Da gibt es eine vage Hoffnung. Einer der Verantwortlichen hat mal über ein ultimatives GTA spekuliert bei dem *ALLE* bisherigen Schauplätze miteinander verknüpft werden könnten. Und in diesem Zusammenhang wurde ausdrücklich ein aktuelleres "Vice City" erwähnt.


----------



## GTAEXTREMFAN (3. Dezember 2014)

Kaisan schrieb:


> Hach ja, die Mission habe ich auch noch in Erinnerung. War auf dem PC bereits eine Herausforderung, auf den mobilen Fassungen für Android und iOS fast schon ein Ding der Unmöglichkeit.

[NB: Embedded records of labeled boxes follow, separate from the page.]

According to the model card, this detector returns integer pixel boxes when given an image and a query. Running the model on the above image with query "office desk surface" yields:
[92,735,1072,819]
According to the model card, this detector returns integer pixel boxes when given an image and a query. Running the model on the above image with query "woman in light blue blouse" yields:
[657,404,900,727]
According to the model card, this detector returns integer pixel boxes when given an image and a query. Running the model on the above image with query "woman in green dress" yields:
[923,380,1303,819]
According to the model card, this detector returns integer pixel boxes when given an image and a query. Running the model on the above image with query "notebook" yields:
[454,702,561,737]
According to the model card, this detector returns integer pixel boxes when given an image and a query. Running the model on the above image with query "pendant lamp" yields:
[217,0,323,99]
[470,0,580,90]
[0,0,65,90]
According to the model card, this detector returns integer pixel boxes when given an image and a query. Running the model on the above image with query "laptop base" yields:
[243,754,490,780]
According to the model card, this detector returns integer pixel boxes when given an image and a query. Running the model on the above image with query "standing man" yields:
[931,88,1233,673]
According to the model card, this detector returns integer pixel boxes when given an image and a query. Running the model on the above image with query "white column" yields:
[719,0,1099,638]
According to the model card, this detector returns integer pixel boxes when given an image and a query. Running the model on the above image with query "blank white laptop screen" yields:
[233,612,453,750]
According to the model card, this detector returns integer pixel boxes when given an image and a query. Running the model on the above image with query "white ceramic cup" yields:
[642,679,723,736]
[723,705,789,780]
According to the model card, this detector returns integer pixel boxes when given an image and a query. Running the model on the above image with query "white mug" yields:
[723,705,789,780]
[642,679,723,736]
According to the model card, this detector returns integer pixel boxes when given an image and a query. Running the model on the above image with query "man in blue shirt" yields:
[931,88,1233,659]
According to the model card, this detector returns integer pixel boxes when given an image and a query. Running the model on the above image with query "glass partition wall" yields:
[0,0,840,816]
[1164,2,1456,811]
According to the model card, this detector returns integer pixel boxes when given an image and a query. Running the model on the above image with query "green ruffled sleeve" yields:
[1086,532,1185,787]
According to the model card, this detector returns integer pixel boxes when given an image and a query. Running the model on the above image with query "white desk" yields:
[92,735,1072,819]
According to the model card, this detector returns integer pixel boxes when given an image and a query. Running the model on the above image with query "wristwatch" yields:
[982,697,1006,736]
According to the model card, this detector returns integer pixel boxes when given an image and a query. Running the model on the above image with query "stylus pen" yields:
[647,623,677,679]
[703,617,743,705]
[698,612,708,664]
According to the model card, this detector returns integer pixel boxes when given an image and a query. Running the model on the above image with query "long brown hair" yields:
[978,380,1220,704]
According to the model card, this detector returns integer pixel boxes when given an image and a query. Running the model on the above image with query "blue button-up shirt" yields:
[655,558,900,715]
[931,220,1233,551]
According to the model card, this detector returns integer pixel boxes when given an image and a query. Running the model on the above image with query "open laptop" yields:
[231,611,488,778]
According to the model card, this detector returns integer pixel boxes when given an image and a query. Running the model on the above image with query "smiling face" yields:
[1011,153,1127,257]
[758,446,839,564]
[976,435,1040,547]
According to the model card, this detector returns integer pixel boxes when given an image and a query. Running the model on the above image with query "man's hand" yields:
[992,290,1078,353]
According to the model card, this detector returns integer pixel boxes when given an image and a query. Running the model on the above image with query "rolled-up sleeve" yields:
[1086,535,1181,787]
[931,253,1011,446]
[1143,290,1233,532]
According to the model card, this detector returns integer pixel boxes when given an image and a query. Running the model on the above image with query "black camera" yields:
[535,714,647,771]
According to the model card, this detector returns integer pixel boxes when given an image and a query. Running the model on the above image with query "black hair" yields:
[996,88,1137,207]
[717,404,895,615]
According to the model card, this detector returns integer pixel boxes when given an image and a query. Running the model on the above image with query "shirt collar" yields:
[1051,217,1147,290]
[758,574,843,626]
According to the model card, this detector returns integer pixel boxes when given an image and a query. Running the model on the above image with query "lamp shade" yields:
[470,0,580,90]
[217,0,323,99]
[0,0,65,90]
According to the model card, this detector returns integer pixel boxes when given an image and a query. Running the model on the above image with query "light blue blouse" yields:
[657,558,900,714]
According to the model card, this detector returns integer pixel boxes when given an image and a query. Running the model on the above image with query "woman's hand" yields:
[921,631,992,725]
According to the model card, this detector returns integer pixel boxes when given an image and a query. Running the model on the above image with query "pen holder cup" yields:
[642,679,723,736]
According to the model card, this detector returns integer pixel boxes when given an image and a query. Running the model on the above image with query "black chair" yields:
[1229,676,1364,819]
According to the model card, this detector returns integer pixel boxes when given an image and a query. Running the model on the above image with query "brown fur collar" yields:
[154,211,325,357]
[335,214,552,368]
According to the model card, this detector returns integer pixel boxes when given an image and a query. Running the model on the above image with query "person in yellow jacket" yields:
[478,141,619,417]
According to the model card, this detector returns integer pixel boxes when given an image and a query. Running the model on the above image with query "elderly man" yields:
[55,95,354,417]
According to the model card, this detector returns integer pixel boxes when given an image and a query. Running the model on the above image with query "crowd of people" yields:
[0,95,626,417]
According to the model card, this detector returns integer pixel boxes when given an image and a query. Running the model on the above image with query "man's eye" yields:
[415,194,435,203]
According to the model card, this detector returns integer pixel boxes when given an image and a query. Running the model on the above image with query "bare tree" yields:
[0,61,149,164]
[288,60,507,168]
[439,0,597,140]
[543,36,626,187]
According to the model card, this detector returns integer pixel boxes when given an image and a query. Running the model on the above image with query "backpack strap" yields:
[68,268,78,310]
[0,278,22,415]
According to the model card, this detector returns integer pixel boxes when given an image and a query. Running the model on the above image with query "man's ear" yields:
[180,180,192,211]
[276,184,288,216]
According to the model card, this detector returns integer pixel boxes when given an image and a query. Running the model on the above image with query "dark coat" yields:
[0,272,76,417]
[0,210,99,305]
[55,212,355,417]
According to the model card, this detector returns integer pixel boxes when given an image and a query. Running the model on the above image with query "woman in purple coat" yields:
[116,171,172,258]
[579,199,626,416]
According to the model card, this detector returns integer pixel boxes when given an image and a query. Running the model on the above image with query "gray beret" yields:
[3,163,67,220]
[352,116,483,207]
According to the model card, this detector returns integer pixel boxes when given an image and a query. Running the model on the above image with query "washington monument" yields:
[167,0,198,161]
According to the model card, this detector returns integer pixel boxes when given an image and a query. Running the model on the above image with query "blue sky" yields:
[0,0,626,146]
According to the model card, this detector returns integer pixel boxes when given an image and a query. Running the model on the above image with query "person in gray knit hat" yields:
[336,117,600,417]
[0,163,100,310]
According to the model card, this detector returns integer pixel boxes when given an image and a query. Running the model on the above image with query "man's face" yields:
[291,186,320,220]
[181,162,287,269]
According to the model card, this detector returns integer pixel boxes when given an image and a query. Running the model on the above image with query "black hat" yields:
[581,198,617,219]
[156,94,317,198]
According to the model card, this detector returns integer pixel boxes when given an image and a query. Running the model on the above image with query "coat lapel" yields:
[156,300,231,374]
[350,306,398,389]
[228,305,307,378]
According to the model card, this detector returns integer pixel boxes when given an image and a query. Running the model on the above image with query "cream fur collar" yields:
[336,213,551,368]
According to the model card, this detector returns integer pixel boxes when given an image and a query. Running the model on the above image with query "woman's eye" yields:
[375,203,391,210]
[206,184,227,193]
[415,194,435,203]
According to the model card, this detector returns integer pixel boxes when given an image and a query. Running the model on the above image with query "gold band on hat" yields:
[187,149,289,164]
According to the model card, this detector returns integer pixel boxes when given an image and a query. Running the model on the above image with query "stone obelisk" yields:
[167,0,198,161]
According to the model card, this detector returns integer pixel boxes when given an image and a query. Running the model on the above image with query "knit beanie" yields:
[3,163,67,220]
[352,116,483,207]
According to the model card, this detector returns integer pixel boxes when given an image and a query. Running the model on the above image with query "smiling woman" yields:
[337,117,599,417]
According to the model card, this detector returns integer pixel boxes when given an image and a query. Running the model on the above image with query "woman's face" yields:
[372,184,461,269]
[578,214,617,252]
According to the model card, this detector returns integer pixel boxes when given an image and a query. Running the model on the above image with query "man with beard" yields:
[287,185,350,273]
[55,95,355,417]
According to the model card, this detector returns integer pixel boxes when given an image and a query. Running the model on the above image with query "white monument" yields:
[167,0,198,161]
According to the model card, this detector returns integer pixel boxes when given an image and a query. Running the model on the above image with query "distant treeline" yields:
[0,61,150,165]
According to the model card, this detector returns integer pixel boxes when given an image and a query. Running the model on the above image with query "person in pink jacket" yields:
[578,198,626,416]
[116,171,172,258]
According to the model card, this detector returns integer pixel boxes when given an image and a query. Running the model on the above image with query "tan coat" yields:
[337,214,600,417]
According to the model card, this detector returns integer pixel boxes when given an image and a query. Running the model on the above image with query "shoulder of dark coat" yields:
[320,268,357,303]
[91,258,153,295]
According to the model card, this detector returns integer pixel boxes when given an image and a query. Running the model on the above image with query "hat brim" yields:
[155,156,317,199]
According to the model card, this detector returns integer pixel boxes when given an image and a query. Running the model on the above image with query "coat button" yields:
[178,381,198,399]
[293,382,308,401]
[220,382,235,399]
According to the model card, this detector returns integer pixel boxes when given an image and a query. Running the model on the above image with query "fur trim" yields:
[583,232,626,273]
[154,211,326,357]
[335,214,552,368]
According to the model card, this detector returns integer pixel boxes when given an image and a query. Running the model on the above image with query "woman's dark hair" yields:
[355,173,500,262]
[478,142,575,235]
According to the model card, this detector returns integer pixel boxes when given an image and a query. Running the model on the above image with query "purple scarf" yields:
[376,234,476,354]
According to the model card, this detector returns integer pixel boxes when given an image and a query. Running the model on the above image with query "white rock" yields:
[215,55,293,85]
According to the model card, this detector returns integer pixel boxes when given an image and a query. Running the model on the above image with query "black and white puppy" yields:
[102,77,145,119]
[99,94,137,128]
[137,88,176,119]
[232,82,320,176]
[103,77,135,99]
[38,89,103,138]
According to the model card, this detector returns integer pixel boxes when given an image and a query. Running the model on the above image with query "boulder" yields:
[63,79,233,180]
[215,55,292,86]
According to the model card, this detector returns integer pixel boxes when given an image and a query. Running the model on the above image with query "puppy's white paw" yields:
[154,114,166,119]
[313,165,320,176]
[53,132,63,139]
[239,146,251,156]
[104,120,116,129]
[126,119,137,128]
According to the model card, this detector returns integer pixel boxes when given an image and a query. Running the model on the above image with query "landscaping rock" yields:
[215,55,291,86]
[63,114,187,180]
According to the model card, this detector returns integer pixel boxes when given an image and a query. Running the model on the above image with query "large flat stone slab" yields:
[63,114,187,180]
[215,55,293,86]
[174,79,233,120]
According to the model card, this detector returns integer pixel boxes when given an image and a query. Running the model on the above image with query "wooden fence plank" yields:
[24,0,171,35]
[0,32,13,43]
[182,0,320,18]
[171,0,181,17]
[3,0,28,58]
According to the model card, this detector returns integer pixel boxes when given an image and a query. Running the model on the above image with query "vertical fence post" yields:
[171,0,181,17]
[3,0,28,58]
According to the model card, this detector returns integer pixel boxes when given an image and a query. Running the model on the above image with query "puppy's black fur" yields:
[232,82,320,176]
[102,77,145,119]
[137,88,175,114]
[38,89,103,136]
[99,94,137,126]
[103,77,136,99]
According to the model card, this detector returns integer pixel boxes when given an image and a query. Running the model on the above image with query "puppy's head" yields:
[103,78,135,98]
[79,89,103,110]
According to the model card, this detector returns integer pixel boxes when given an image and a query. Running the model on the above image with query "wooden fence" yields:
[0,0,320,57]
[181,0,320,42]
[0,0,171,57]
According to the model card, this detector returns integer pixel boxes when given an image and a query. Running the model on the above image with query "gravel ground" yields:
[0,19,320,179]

Stimmt, aber die teilweise "bockschweren" ( bedingt durch die Steuerung)Missionen sind das Salz in der Suppe. Es kommt heute doch eher selten vor, das man nach absolvierter Mission mit geballter Faust vor dem Rechner jubelt.


----------



## Heinz-Fiction (3. Dezember 2014)

Ehrlich gesagt fand ich die Spielzeughelikoptermission nicht sooo schwer. Ich musste zwar die Tastenbelegung ändern, aber bei mir hats im zweiten Anlauf schon geklappt. Damals hab ich mich noch heimlich an den PC meiner Eltern geschummelt, nur um es spielen zu können ... schöne alte Zeit


----------